Deborah recalled her using this expression before. Think you’ll do well on a photographic assignment or perhaps an exam and you’d fail completely, having jinxed yourself in advance. Say that you expect a phone call from your boyfriend and you’d jinx the possibility of his calling. Remark upon the ease with which traffic was flowing on one of California’s massive motorways, and you were sure to hit an accident and a four-mile tailback in the next ten minutes. Deborah had named this kind of skewed thinking “The Law of Chinaland,” and she had grown quite used to being careful not to jinx a situation while she lived with China in Santa Barbara. She said, “How would it jinx things, though?”

“I don’t know for sure. It just feels like that. Like I’ll call her and tell her what’s going on, and she’ll come over, and then everything will just get worse.”

“But that seems to violate the basic law of Chinaland,” Deborah observed. “At least the way I remember it.” She set the electric kettle to boil. At Deborah’s use of the old term, China smiled, it seemed in spite of herself. “How?” she asked.

“Well, as I recall how things work in Chinaland, you aim for the direct opposite of what you truly want. You don’t let Fate know what you have in mind so that Fate can’t get in there and cock things up. You go round the back way. You sneak up on what you want.”

“Fake the bastard out,” China murmured.

“Right.” Deborah took mugs from the cupboard. “In this particular case, it seems to me that you have to ring your mum. You have no choice. If you ring her and insist that she come to Guernsey—”

“She doesn’t even have a passport, Debs.”

“Which is all the better. It will cause enormous trouble for her to get here.”

“Not to mention the expense.”

“Mmmm. Yes. That practically guarantees success.” Deborah leaned against the work top. “She must get a passport quickly. That means a trip to...where?”

“Los Angeles. Federal Building. Off the San Diego Freeway.”

“Past the airport?”

“Way past. Past Santa Monica even.”

“Wonderful. All that ghastly traffic. All that difficulty. So she must go there first and get her passport. She must make all her travel arrangements. She must fly to London and then to Guernsey. And having gone to all that trouble—herself in a state of tearing anxiety—”

“She gets here to find that it’s all been resolved.”

“Probably one hour before she arrives.” Deborah smiled. “And voilà. The Law of Chinaland in action. All that trouble and all that expense. For nothing, as things turn out.” Behind her, the kettle clicked off. She poured water into a stout green teapot, took that to the table, and gestured for China to join her there. “But if you don’t ring her...”

China left the phone and came into the kitchen.
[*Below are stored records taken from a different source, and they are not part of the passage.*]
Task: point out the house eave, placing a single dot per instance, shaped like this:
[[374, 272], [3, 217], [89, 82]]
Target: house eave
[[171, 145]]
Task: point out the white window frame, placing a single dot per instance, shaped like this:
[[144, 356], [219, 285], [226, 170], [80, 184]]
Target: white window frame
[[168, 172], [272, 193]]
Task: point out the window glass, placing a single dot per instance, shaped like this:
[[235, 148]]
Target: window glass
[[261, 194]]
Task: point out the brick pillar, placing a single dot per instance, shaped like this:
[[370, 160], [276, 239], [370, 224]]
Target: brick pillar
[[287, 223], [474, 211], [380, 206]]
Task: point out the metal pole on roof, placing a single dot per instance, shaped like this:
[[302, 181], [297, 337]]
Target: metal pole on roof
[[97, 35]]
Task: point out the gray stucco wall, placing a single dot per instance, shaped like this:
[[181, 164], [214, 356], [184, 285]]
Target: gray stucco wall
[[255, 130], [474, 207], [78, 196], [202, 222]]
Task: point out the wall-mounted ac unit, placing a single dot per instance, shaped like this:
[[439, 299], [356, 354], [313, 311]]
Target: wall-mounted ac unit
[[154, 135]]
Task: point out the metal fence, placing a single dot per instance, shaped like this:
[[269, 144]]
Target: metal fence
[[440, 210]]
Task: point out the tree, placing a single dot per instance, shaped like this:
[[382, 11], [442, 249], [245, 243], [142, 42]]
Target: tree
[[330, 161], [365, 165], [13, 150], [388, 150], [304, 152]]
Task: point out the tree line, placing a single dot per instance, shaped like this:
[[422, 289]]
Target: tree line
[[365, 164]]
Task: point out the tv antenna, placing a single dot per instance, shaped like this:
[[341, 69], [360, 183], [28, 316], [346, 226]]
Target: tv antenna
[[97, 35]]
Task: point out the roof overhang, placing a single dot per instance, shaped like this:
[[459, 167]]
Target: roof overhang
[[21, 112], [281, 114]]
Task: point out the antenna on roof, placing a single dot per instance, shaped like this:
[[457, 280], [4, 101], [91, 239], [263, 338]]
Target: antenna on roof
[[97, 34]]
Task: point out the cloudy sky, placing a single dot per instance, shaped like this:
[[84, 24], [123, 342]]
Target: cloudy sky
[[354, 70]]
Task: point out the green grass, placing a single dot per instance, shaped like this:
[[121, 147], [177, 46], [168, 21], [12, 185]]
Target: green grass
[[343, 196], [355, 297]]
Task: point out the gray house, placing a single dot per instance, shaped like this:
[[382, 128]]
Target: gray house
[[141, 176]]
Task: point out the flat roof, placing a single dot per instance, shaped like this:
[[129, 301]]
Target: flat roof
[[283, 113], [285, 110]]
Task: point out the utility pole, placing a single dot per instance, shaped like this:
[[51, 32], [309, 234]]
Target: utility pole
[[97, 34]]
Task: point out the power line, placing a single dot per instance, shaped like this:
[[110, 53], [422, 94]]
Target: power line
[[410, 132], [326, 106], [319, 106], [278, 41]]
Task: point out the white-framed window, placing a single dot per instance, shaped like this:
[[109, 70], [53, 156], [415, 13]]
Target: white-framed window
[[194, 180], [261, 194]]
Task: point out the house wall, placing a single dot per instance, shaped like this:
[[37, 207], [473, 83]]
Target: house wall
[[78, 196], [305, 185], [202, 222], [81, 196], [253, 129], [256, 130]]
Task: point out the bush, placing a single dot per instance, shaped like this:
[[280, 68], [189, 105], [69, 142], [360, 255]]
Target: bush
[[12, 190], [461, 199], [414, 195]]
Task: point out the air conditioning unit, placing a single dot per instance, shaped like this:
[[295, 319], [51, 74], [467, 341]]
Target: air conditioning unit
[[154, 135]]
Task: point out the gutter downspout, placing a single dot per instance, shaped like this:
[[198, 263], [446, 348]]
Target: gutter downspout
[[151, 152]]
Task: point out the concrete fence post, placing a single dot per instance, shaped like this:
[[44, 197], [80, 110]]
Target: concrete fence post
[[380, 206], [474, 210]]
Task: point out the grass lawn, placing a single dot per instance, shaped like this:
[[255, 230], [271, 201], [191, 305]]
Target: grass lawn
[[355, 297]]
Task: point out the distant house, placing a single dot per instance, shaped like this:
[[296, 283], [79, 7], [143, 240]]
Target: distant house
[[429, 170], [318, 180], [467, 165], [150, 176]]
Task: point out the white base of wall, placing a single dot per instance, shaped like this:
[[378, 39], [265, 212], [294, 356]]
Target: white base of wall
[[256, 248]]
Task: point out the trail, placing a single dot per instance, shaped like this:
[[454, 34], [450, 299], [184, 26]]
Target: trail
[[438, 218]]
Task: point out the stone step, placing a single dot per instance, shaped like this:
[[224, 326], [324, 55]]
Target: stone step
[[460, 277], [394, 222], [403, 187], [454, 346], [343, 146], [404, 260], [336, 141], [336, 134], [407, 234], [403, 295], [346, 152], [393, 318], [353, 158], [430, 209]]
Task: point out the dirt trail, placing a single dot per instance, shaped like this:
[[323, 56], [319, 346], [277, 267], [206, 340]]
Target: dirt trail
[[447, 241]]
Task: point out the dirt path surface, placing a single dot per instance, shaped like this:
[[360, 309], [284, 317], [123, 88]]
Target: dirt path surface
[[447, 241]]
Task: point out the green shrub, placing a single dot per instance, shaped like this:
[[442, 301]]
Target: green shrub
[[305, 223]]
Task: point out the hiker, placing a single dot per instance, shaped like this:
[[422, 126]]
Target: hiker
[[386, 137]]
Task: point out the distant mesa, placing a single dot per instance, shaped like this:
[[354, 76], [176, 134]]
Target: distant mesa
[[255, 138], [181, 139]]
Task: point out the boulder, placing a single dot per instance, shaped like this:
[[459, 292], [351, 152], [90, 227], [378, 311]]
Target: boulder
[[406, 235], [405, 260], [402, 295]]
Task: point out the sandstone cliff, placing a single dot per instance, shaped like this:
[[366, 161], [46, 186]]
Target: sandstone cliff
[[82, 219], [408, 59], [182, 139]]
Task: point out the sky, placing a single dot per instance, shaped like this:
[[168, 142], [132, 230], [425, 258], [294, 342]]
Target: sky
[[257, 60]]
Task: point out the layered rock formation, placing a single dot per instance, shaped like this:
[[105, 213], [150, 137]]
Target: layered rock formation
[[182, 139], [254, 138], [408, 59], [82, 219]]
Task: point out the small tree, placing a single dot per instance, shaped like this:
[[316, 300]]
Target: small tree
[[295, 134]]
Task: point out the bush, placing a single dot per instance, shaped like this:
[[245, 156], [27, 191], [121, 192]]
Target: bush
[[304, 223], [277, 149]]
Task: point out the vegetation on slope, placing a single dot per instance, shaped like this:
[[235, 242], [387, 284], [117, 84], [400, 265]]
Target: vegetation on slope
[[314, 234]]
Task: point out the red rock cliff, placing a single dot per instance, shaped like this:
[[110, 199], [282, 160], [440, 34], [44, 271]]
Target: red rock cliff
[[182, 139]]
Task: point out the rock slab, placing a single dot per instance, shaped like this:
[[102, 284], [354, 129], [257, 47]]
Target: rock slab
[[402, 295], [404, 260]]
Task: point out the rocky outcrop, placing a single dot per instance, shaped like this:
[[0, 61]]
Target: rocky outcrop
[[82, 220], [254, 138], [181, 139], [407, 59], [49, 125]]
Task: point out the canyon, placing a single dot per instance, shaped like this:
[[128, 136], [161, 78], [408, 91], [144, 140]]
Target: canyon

Deborah waited for her to conclude the thought. Instead of doing so, however, China sat and fingered one of the tea mugs, turning it slowly between her palms. She said, “I gave up that kind of thinking a while back. It was always only a game anyway. But it stopped working. Or maybe I stopped working. I don’t know.” She pushed the mug to one side. “It started with Matt. Did I ever tell you? When we were teenagers. I walk past his house and if I don’t look to see if he’s in the garage or mowing the lawn for his mom or something, if I don’t even think about him when I pass by, he’ll be there. But if I look or if I think about him—even think his name—then he won’t be. It always worked. So I went on with it. If I act indifferent, he’ll be interested in me. If I don’t want to date him, he’ll want to date me. If I think he’ll never even want to kiss me goodnight, he’ll do it. He’ll have to. He’ll be desperate to. At one level I always knew that wasn’t how things really work in the world—thinking and saying the exact opposite of what you truly want—but once I started seeing the world that way —playing that game— I just kept going. It ended up with: Plan out a life with Matt and it’ll never happen. Forge ahead on my own, and there he’ll be, panting to hook up permanently.”